The parietal layer of the filtration membrane is simple squamous , without fenestration. The cavity formed between the two layers is continuous with the lumen of the proximal convoluted tubules. The fenestrations are typically about 70 - 100 nm wide, thus restricting larger particles from leaving the capillary bed. Urea and other solutes that are able to pass through the fenestra form the filtrate. Based on physiological need, the filtrate is further processed along the renal tubules in the medulla.
Renal medulla
Numerous striated pyramidal structures found throughout substance of the kidneys are called the renal medulla. The loops of Henle of juxtaglomerular nephrons extend into these pyramids and are surrounded by capillary beds (vasa recta) that facilitate water and ionic reabsorption.
Also found in the medulla are collecting tubules of varying sizes. From a histological perspective, the collecting tubules are larger than the loops of Henle and lightly stained with cuboidal cells; while the loops of Henle contain cuboidal cells that are stained darker than the collecting duct cells. Several collecting tubules drain into a collecting duct.
The apex of the renal medulla, or the renal papilla, contains the end portion of the collecting ducts. Here they are referred to as the papillary ducts. The ascending limb of the distal and the descending limb of the proximal tubules are also found in the papilla. The papillary ducts then drain urine into the minor calices to be excreted.
Calices and renal pelvis
The open cavity in the medial concavity of the kidney – the renal sinus – is partly occupied by the calices and the renal pelvis. The calices act as conduits for urine to leave the medulla and enter the ureters.
There are both minor and major calices. Each minor calix is a funnel shaped structures that surrounds a renal papilla and collects urine from it through the cribriform area (sieve-like apparatus). Several minor calices converge to form one major calix. The major calices (of which there are usually three) then facilitates the passage of urine to the renal pelvis (the beginning of the ureters). The renal pelvis is an empty cavity that exits the medial border of the kidney posterior to the renal neurovascular structures.To master the anatomy of the kidney and its related structures, take a look at the following resources:
Clinical notes
Pathologies of the glomerulus most often result from defects in its anatomical structure. If selective filtration is hindered by change in the width of the fenestrae, then larger particles that should be retained (such as blood or protein) will be excreted. Pathogenic renal insults can either be of inflammatory or obstructive aetiology.

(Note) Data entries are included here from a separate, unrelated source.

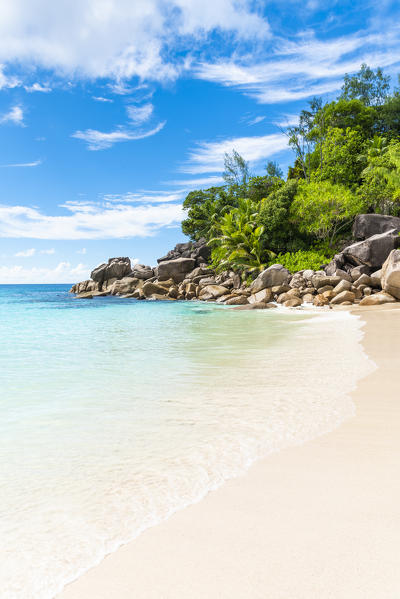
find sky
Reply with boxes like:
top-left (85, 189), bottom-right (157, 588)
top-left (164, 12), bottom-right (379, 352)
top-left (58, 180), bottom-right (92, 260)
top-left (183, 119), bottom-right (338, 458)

Both primary (the kidneys are the only affected organs) and secondary (the kidneys are affected because of an underlying pathology) glomerulonephritis are of major medical concern.
Focal segmental glomerulosclerosis (FSGS) is a glomerulopathy that can be either primary or secondary. It involves sclerotic scarring of segments of capillaries (segmental) in some glomerulus (focal). This pathology may or may not produce the nephrotic syndrome (loss of protein in the urine, low blood albumin levels, generalized oedema and high levels of lipids in both blood and urine), azotaemia (nitrogen in blood), hypertension and haematuria (blood in urine).
In addition to the glomerular diseases, obstruction of the urinary pathways will eventually initiate pathological processes. The obstructive processes can occur in one or both kidneys and it can be partial or total. Congenital deformities such as stenosis at the ureteropelvic junction and urinary calculi (kidney stones) may lead to renal obstruction. Obstruction will restrict the amount of urine excreted. Consequently, accumulation of waste fluid will result in pain caused by pelvic and caliceal distention. Stagnant urine can also serve as a bacterial breeding ground, causing a bacterial infection that may further impair kidney function.